The experimental data in the paper supports the basic science; native aluminum oxide forms quickly, stays very very thin (tens of angstroms) and becomes a permanent barrier to further reaction of the aluminum. Alumina is un-reactive as well; alumina ceramics are used in a wide variety of chemically reactive and corrosive situation because of their non-reactivity.

Resurfacing of aluminized mirrors is necessary from time to time when cleaning with soap and water would cause more damage than it would benefit because dirt is stuck to the mirror's surface. It is not done because the integrity of the aluminum is compromised, but because it's a better choice than cleaning for practical reasons.

GIF ("blink comparator")

From http://global.kyocera.com/fcworld/charact/chemistry/chemiresist.html - alumina can potentially be remarkably resistant to chemical attack compared to other materials - note logarithmic scale.

The individual figures:

Answer 3

I apologize for the length of this answer, but this is a complicated subject to address. Thank you all.

I owned a camera store for many years, and have 60+ years in photo. I got my start in photo via Astronomy in high school. Went to the University of Iowa, started in Physics and Astronomy, but my math skills were not up to the task, so went to Radio-TV-Film. The physics was a great basis for photography as you might well imagine.

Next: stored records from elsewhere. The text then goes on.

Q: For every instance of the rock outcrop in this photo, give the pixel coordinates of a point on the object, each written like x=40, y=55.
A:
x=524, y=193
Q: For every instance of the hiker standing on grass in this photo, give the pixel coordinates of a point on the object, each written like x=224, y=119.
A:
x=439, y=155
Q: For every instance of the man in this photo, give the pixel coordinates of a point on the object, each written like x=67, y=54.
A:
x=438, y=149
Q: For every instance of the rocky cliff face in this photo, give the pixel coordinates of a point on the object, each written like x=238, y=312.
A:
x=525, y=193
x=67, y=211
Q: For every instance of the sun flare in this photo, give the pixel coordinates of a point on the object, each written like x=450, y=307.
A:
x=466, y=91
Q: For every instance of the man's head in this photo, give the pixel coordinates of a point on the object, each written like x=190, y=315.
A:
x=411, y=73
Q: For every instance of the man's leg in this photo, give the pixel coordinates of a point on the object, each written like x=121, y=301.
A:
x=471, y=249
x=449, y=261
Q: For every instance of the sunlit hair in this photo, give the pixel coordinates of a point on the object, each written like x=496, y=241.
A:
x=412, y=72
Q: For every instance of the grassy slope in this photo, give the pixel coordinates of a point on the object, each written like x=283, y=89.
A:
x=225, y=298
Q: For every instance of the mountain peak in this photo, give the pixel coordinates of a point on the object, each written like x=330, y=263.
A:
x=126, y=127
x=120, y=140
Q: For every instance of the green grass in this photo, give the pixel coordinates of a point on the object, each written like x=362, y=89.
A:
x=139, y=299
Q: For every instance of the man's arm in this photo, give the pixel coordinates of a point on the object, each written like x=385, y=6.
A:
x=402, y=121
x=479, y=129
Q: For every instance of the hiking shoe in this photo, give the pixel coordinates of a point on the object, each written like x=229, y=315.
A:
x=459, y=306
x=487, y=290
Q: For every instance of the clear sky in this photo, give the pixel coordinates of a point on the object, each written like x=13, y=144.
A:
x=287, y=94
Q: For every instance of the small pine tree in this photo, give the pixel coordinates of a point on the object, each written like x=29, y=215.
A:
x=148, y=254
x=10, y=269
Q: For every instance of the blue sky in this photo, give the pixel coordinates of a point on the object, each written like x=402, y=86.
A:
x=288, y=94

I knew just enough Physics and science to be a danger to myself and those around me.

Several years ago, a product called ROR (Residual Oil Remover) came to market, invented by a man from Illinois whom I knew casually. His premise was that in today's world, much of the 'dirt and dust' we perceive on optics of all kinds, is suspended in microscopic droplets of oil in the atmosphere, and as we wear glasses and walk in or move about, those microscopic droplets, also containing dirt/dust of all sorts, coat optical surfaces and everything else, and we breath the stuff.

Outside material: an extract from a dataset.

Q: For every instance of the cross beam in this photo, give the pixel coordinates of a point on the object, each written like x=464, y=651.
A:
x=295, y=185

I would guess that this oily deposit may also be a cause for some of the 'rapid' deterioration of optical coatings on telescope mirrors, it builds up over time, dries, which forms a glue or sticky layer which also causes dust and dirt to build up more rapidly.

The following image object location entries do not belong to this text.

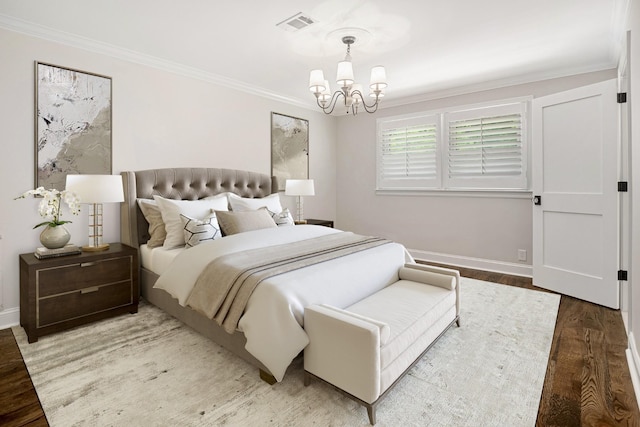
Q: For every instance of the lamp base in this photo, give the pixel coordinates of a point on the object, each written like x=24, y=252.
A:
x=102, y=247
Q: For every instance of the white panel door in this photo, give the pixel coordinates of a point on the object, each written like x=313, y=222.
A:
x=575, y=173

If you can find ROR in a local camera store (or similar), get a bottle, I used a Kleenex tissue to clean my glasses. Spray the ROR directly on the glass, both sides, one lens only, gently rub it until it dries, then put on the glasses and compare the views, you should be amazed. The other effect of ROR was that as you cleaned the glass once, then a second time, the glass simply becomes slippery. The ROR, somehow, cleans the micro pores of the glass and removes the deep down sticky, oily material.

Of course, it can be used on any optical glass surface as far as I know

It was endorsed, as I remember, by NASA, FBI, Nat Geo, etc. so good credentials.